Lembra também que dois dias após a apuração do primeiro turno, você, a pedido de Edvaldo, veio até a minha casa me convocar para a campanha do segundo turno? Mas voltando ao assunto 2004, digo que é sempre uma honra ser contestado por Carlos Cauê, de quem sou fã, pelo aprendizado.

No caso de agora, me chamou a atenção a postura fotográfica de superioridade, daquelas para assustar um interiorano que nem eu. Passado o impacto, leio seu texto e vejo que você contrariou o Padre Antônio Vieira, quando proferiu as sábias palavras: “Quem não lê, não quer saber; e quem não quer saber, quer errar”.

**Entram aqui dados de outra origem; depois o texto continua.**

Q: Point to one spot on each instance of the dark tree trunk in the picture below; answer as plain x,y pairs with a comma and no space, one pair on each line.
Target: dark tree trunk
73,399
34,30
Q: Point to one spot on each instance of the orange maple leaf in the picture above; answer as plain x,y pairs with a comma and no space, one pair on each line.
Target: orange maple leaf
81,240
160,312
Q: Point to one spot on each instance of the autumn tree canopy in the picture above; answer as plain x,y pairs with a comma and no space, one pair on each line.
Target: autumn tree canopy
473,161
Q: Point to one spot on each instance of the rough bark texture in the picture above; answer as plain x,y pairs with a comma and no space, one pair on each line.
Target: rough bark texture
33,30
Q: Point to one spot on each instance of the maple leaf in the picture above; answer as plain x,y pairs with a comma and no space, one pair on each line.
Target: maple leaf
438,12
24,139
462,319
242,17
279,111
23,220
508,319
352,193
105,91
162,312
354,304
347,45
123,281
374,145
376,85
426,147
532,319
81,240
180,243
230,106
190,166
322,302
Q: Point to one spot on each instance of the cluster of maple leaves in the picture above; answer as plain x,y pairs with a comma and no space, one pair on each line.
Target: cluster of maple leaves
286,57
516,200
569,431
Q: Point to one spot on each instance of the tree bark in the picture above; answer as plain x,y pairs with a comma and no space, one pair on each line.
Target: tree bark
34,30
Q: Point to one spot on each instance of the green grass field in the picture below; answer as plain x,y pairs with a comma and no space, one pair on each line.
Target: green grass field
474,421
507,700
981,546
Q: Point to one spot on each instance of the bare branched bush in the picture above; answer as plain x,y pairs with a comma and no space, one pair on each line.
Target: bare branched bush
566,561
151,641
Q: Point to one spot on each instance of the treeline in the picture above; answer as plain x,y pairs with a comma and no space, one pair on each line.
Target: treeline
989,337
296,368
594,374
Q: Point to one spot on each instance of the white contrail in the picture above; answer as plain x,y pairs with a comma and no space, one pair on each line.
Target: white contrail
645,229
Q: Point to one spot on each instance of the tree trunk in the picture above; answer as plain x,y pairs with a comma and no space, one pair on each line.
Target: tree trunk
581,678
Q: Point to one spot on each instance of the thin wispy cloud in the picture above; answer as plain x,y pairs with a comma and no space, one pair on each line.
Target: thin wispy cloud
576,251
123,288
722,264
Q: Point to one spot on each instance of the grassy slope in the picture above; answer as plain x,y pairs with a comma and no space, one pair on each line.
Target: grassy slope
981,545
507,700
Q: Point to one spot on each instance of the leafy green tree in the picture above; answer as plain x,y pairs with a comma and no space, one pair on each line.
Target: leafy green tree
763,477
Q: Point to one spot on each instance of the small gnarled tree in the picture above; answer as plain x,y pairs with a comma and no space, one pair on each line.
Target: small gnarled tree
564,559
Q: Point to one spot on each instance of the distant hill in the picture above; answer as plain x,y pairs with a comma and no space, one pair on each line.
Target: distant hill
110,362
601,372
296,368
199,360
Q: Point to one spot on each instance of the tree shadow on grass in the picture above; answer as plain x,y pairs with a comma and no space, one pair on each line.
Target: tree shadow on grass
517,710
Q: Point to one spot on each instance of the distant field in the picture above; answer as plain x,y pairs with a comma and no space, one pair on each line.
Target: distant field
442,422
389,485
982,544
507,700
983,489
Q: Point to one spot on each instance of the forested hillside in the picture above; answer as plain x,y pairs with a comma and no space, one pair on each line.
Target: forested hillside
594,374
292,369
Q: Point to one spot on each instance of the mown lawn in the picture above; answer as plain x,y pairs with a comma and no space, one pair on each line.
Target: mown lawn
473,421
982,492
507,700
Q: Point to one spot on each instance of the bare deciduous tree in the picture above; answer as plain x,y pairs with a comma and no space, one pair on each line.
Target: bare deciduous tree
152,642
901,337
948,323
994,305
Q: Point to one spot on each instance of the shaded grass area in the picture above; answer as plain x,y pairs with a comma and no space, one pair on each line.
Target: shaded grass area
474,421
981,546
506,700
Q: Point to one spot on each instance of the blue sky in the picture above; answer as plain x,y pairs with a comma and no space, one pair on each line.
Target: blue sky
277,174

Eis a conclusão: Cauê leu o meu texto, não quis saber o que realmente estava escrito e errou feio, contrariando seu estilo. Baixou o nível, me taxando de fantasioso, o equivalente a mentiroso.

Disse que eu quis ser protagonista e sofismou chamando de jogada uma articulação legítima entre históricos militantes petistas. Corrijo: eu fui protagonista dos episódios narrados, que chamou de narrativa, sem nunca focar os movimentos que faziam por fora do círculo em que atuei.

Os argumentos de Carlos Cauê são legítimos com relação às citações sobre Valadares e Jackson Barreto. Acontece que não me referi ao processo como um todo, mas apenas ao contexto em que atuei com valorosos companheiros.

Escrevi ali naquele texto que Zé Eduardo veio para uma reunião, mas me sentiria constrangido em dizer que ele chutou alguma coisa. Não faz o meu estilo.

Protagonismo? No episódio da crise, sim. Aliás, sou respeitado por respeitar todo e qualquer interlocutor. Portanto, utilizar o pejorativo “jogada” em um ato de vontade legítima é colocar uma temática séria ao rés do chão, e isso eu não faço. Em Caicó, não se faz disso não.

Vejo no semblante do competente profissional um traço de preocupação em uma “narrativa” que em nada o atingiu e ouso pensar ser um sentimento de que as coisas tendem a ser mais difíceis em 2020 do que foram em 2016.

Vou especular pela verdade cartesiana: em 2016, com 6 candidaturas foram apurados 257.505 votos válidos no primeiro turno em Aracaju e nenhum candidato obteve 100 mil votos. Com um detalhe: dois candidatos foram ao 2º turno e a soma dos outros quatros ficou um pouco acima da metade do segundo colocado.

Em 2020 tende a ter, no mínimo, quatro postulantes disputando cabeça a cabeça, e vai ter segundo turno. A candidatura de Edvaldo é forte? É! A de Marcio Macedo também é.

Edvaldo, com menos de dois anos fora da Prefeitura, disputou a eleição para deputado federal em 2014 e obteve 23.696 votos em Aracaju.

Marcio, três anos afastado de Aracaju, obteve 16.238 capital, sendo o segundo candidato mais votado, sem o apoio de Edvaldo, diferente do prefeito, que ganhou a eleição de 2016 com o apoio do PT.

Os detalhes mais importantes do momento são: Marcio é candidato do PT, o PT é o partido mais forte, o PT tem os maiores transferidores de votos e Edvaldo vai à luta sem o PT. Talvez esteja aí o motivo do semblante e de olhar perdido do gênio.

[*] É sindicalista aposentado e militante político.